Causal discovery for observational sciences using supervised machine learning

Anne Helby Petersen,Joseph Ramsey,Claus Thorn Ekstrøm,Peter Spirtes
DOI: https://doi.org/10.48550/arXiv.2202.12813
2022-05-14
Abstract:Causal inference can estimate causal effects, but unless data are collected experimentally, statistical analyses must rely on pre-specified causal models. Causal discovery algorithms are empirical methods for constructing such causal models from data. Several asymptotically correct methods already exist, but they generally struggle on smaller samples. Moreover, most methods focus on very sparse causal models, which may not always be a realistic representation of real-life data generating mechanisms. Finally, while causal relationships suggested by the methods often hold true, their claims about causal non-relatedness have high error rates. This non-conservative error tradeoff is not ideal for observational sciences, where the resulting model is directly used to inform causal inference: A causal model with many missing causal relations entails too strong assumptions and may lead to biased effect estimates. We propose a new causal discovery method that addresses these three shortcomings: Supervised learning discovery (SLdisco). SLdisco uses supervised machine learning to obtain a mapping from observational data to equivalence classes of causal models. We evaluate SLdisco in a large simulation study based on Gaussian data and we consider several choices of model size and sample size. We find that SLdisco is more conservative, only moderately less informative and less sensitive towards sample size than existing procedures. We furthermore provide a real epidemiological data application. We use random subsampling to investigate real data performance on small samples and again find that SLdisco is less sensitive towards sample size and hence seems to better utilize the information available in small datasets.

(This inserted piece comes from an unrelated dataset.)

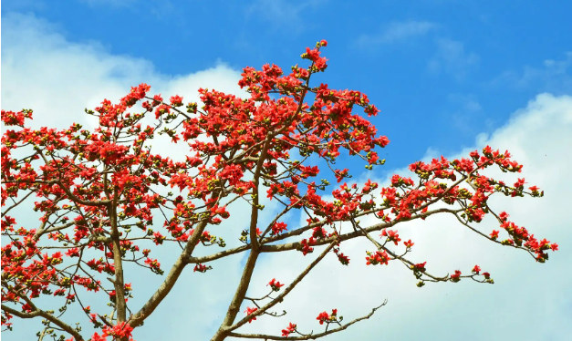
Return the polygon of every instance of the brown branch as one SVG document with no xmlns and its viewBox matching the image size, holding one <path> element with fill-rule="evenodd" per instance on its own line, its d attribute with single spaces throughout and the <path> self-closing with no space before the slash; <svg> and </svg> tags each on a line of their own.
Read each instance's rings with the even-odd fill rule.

Methodology,Machine Learning
What problem does this paper attempt to address?
The problems that this paper attempts to solve mainly focus on the deficiencies of existing causal discovery methods when dealing with small - sample data and dense graph structures. Specifically: 1. **Poor performance with small samples**: When dealing with small - sample data, existing causal discovery algorithms lead to unsatisfactory results due to the propagation of statistical errors. These algorithms usually need to conduct a large number of sequential tests, and the result of each test will affect subsequent tests. Therefore, even a small statistical error in the early tests may have a significant impact on the final result. 2. **Bias towards sparse graphs**: Most existing causal discovery algorithms assume that causal relationships are relatively sparse, that is, there are fewer causal connections between variables. However, in many practical applications, this assumption may not hold, especially in fields such as epidemiology, where the causal relationships between variables are often very complex and dense. Therefore, these algorithms perform poorly when dealing with dense graph structures. 3. **Error - weighing problem**: Existing causal discovery methods focus more on correctly identifying existing causal relationships and ignore the importance of correctly identifying non - existing causal relationships. In observational scientific research, such as epidemiology, wrongly assuming that certain causal relationships do not exist may lead to the use of inappropriate statistical methods, resulting in biased estimates of causal effects. To solve the above problems, the paper proposes a new causal discovery method - Supervised Learning Discovery (SLdisco). SLdisco uses supervised machine learning to infer the equivalence class (CPDAG) of causal models from observational data, aiming to improve the robustness of small - sample data, avoid the preference for sparse graphs, and provide a method to directly control different types of errors. Through this method, SLdisco can show better performance on small - sample and dense graph structures, and be more conservative in identifying non - existing causal relationships, which is more suitable for the needs of observational scientific research.